New York taxi officials seek a new 'green' yellow cab
Nothing screams New York more loudly than the city's yellow cab, but city officials hope the next generation of taxis will be, well, a bit more green.
New York City Taxi and Limousine Commission chairman David Yassky, who is overseeing the search for a new design, says the city hopes to replace the current fleet standard, the gas-guzzling Ford Crown Victoria.
"It's done great work," he says. "But it's time for a new car. The Ford Crown Victoria gets 12 miles to a gallon. It's not the most comfortable ride in the back, and while it's a design that everyone associates with the New York City cab, it's time to freshen it up."
The finalists in the competition to design the next generation of yellow cabs include car manufacturers Nissan, Ford and Karsan of Turkey. The results will be announced in mid-January.
The competing designs are all roomier and more fuel-efficient than the current yellow taxis, which number about 13,000, and they all bear more than a passing resemblance to the most modern black cabs in London.

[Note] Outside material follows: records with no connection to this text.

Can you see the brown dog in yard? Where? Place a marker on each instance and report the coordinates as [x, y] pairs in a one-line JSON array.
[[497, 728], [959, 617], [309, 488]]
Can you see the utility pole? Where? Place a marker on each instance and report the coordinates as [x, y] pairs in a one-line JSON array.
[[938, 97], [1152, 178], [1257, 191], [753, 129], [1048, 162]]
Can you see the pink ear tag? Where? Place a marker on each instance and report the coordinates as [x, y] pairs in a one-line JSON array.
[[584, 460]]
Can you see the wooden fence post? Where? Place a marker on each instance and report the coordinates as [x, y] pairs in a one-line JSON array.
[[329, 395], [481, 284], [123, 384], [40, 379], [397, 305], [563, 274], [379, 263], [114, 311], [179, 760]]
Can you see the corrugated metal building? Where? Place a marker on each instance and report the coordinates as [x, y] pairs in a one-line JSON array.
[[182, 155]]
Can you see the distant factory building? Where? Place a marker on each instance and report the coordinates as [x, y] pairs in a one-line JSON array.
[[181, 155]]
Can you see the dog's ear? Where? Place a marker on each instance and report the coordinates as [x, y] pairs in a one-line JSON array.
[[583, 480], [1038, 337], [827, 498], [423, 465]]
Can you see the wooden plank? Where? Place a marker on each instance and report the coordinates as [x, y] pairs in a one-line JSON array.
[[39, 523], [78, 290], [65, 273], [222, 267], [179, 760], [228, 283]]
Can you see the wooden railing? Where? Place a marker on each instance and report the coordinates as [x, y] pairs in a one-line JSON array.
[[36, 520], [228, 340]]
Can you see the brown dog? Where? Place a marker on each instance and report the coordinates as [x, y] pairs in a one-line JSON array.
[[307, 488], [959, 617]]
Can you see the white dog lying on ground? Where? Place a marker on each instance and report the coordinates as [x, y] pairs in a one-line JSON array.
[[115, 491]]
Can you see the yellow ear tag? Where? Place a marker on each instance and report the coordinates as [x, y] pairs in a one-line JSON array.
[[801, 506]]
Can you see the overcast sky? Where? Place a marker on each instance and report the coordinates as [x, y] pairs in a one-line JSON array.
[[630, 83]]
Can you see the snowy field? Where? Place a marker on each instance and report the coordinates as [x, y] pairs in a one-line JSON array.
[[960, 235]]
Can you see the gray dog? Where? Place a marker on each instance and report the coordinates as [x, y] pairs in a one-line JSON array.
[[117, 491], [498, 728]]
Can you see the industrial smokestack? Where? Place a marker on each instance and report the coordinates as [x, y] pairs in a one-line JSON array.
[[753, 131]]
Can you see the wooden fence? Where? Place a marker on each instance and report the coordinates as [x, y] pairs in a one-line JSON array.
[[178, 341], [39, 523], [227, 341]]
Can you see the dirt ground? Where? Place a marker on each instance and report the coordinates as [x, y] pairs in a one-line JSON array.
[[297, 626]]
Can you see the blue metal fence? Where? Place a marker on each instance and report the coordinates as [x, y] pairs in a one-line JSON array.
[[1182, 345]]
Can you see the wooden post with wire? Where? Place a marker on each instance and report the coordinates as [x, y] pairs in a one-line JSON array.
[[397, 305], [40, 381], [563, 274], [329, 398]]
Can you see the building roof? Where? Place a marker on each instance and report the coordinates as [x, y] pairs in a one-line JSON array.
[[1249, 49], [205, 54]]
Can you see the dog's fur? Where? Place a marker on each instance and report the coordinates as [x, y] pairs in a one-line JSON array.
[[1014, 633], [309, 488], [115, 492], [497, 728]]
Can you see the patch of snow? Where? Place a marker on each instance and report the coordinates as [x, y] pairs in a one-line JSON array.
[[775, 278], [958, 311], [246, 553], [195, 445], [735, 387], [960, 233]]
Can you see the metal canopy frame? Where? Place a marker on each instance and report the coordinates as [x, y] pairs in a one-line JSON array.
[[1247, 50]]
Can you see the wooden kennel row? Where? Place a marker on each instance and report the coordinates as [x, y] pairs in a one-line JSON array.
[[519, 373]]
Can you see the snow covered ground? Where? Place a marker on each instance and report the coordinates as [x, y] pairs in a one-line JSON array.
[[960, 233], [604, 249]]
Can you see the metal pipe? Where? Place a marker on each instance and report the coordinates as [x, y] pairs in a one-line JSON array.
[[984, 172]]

City officials are thinking of giving one manufacturer the contract to build all of New York's cabs - a change from the current situation where 16 different models of taxi are made by nine different manufacturers, although the majority are Ford's Crown Victoria.
The potential move to one manufacturer is not popular with veteran taxi driver John Caines, who is devoted to his Crown Victoria.
"It's as New York as Broadway, as Manhattan as Times Square," he says. "It's my office, my production facility, my way of earning income."
Every morning, he gets up, washes his cab, and heads out to see what the day brings. Mr Caines does not want to part company with his current vehicle, and dislikes the idea of one manufacturer making all of the city's taxis.
"What about choice?" he asks. "Where's my freedom to choose? And what if that one manufacturer can't get you the parts when you need them? It's risky."
He also worries about how much the new cab might cost.
Mr Caines averages 50,000 miles (80,467km) a year in his taxi, in gridlock and in good times.
"This can be a dangerous, stressful job," he says. "You never know who's going to get in the back, if they're going to pay. Yet we are ambassadors for the city, we interact with the public, it's an important job."
Mr Yassky of the Taxi and Limousine Commission agrees that cabs and their drivers are the city's signature.
"If you watch a movie or a TV show set in New York City, the way they tell you it's set in New York is they show a yellow taxi," he says.
"It's because it's a scrappy, energetic industry. They're darting here and there, it's a perfect symbol for a commercial city."
And now, that city will be represented by a different silhouette.
Referring to a popular taxi model of the 20th Century, Mr Yassky hopes the city will select a cab "that people look on as fondly as they do the Checker".
He says: "I'd like to have a car that has that same level of popular affection."